This issue has concerned me for several months, but afer a week at half term without my nanny (she had flu), I feel acutely aware of it this morning. A bit of background:
DD1 (6 next week): Intense, complex, funny, sensitive, curious, "knowing" about social situations, meticulous, conscientious, reserved, stylish and beautiful. Not in the 'queen bee' group in class, but she has a small group of friends and gets on with her whole class.
DD2 (4.5): Straight-forward, exuberant, utterly in the moment, extravagently affectionate, stubborn, wired-to-the-moon, the joker, bright, idiosynchratic and generous. Everybody wants to be DD2's friend because she doesn't give a t*ss.

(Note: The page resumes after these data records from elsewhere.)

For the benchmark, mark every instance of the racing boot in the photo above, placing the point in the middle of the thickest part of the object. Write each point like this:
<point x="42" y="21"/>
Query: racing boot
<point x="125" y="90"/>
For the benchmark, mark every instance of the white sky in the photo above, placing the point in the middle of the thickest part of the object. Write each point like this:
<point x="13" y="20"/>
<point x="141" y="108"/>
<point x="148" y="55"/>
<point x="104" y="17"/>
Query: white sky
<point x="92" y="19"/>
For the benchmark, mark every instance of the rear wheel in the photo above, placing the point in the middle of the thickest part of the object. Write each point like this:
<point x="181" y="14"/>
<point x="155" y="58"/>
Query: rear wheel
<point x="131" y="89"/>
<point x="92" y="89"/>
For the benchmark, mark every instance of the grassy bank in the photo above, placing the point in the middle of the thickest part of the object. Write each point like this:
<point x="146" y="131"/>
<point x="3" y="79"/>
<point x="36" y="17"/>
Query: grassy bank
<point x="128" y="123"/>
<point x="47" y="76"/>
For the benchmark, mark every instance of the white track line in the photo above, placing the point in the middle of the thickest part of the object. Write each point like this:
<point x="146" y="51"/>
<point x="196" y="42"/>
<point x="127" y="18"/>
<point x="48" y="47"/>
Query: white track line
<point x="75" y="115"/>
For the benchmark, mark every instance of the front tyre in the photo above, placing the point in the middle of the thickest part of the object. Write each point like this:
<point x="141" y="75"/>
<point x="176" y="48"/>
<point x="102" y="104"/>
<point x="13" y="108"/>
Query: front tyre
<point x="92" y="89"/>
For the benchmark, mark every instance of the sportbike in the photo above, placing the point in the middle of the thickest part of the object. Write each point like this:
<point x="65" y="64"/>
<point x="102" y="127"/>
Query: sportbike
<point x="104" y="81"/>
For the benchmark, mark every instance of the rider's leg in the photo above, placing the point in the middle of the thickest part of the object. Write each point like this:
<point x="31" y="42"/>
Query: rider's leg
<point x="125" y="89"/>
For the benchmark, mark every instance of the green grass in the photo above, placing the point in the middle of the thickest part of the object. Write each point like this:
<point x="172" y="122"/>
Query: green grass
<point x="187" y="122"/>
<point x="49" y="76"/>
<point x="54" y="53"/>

DD1 is, in a classic big sister way, quite anxious about her position vis a vis DD2. She went through a phase of asking us repeatedly whom we preferred: "Do you love me just a tiny bit more?". We're on nanny #4 and nanny #2 (you may recall the "got drunk and felled a lamp-post in the nanny car" nanny) did prefer DD2 and did admit her preference, so we have been round this before. I have gone through phases of preferring DD2 to DD1 (see agonised threads passim), although got over it. However, DH has always preferred DD1. So, there is some history here, I'm almost certain that DD1 is sub-consiously aware of Nanny #4's preference and I feel bad for DD1 that we are exacerbating some not unfounded anxieties about DD2 being the 'favourite'.
I could give examples of why I think nanny #4 prefers DD2, but they would sound trite and trivial. I don't think I'm being paranoid and I've had 15 months of observation. There are some perfectly understandable reasons for her preference. DD1 is at school all day, so the nanny just gets the hurry-up, process end of DD1 - get ready for school, pick up from school, homework, tea, pyjamas, teeth cleaning. And, like a lot of her peers, DD1 is often tired and sometimes grumpy and fragile at the end of the school day. DD2 has way more time at home hanging out with the nanny and her time at pre-school is undemanding sticking and gluing. I can also see why our nanny, who is emotionally repressed to the nth degree and a little narrow-minded, finds the simplicity of DD2 much more appealing.
So, what to do. Our nanny is leaving in mid-August so I can:
- Do nothing and wait for her to leave.
- Talk to her. It will be agonising (see emotionally repressed above), will undoubtedly end in tears and could even precipitate a walk out.
- Sack her (which of course I would never do without trying 2 first).
Our nanny is a paragon in every other respect and every conversation I have with pre-school staff, school teachers and other mothers begins "Nanny #4 is so wonderful."